By the agreement of July 21, 1874, James E. Abbott and Moses K. Abbott were constituted the agents of William Frost and Thomas P. Frost for the purpose of carrying on the shop in Pleasant Street. It provides that the Abbotts “ are to do business at 110 Pleasant Street, Boston, as agents for Wm. Frost and T. P. Frost of Boston. They are authorized to sell the goods now in store and buy other goods in order to keep the stock good with the money received, but not to buy on credit without an order in writing from Wm. Frost or T. P. Frost.” At the time the agreement was executed, the Frosts were the owners of the goods in said store. The Abbotts could not sell them unless they received authority from the Frosts to do so. The clear purpose of the parties was, that the Abbotts should carry on the business, should sell the old stock and purchase new from time to time, to replace that sold, and that the whole stock, both old and new, should be the property of the Frosts, so as to secure them for the money they had paid for the stock and incidental expenses. To hold, as contended by the defendants, that the transaction was a conditional sale of the stock to the Abbotts, would defeat this purpose, as the Frosts would have no title to the new goods purchased by the Abbotts, and thus their security would be constantly diminishing as the old stock was sold. The language of the agreement, which we have above cited, is appropriate to create an agency, and its other provisions are consistent with this construction.

*188Considering this as a contract of agency, it is clear that the general scope of the agency was the carrying on of the business in the store previously occupied by the Abbotts.

The goods purchased by them from time to time, and put into the store as part of the stock, became the property of the Frosts, whether bought for cash or on credit. The agreement expressly provides that “ if at any time the business is not carried on to the satisfaction of Wm'. Frost and T. P. Frost, the store and fixtures, together with all goods in the store and the books and accounts, shall be turned over with the keys of the store to the said Frosts.” The argument of the defendants that the Abbotts could, under the agreement, purchase, upon their own credit, goods to be used in the business, which would be their property, is inconsistent with this provision and with the whole scope of the transaction.

The parties acted upon the construction we have adopted, for, in fact, soon after the plaintiff’s debt was contracted, the Frosts took possession of all the goods in the store, including such of those sold by the plaintiff as remained in the stock. The plaintiff sold the goods in question to the Abbotts in ignorance of their relation to the Frosts. It is a w;ell settled rule that in such a case, the seller may resort to the principal when discovered by him. Raymond v. Crown Eagle Mills, 2 Met. 319.

But the defendants contend that the rule does not apply to this case, because the. contract of agency contained the stipulation that the agents were not to buy on credit, and therefore they were not acting within their authority when they bought the goods of the plaintiff. It is a sufficient answer to this claim, that, upon the evidence at the trial, the court may have found that the defendants ratified the .acts of their agents, so far as they exceeded their authority.

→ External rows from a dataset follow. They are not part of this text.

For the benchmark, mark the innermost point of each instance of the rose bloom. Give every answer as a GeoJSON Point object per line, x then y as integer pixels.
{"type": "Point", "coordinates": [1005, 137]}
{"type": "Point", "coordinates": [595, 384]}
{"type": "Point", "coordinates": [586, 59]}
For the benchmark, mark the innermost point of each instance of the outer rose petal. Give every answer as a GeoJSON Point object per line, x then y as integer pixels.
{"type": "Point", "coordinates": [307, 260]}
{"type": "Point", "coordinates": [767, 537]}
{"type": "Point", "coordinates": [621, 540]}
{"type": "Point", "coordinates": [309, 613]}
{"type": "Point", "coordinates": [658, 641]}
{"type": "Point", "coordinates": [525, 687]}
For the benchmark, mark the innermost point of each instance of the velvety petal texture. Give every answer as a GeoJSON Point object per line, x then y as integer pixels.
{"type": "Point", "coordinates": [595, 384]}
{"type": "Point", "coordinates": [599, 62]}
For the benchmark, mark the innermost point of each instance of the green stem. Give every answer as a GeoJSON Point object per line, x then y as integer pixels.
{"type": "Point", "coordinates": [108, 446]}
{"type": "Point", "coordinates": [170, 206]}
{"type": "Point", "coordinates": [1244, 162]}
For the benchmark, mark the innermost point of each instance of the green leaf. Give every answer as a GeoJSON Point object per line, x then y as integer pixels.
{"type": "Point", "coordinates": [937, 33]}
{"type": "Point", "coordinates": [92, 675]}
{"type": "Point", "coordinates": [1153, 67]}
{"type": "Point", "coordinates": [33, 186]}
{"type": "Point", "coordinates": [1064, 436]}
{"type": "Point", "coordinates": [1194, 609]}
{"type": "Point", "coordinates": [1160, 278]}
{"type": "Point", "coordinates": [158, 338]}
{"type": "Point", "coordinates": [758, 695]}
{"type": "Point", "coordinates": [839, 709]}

It appeared that all the goods bought went into the stock of the store to the use and benefit of the defendants, and that they took possession of a part of them and sold them as their own. They cannot thus avail themselves of the contract of their agent so far as it is for their benefit, and reject the rest; but by retaining and claiming the goods, in whole or in part, as their property, they must be held to have ratified the acts of their *189agents, in excess of the instructions given them. Draper v. Charter Oak Ins. Co. 2 Allen, 569. The rulings in the court below were, therefore, correct. Exceptions overruled.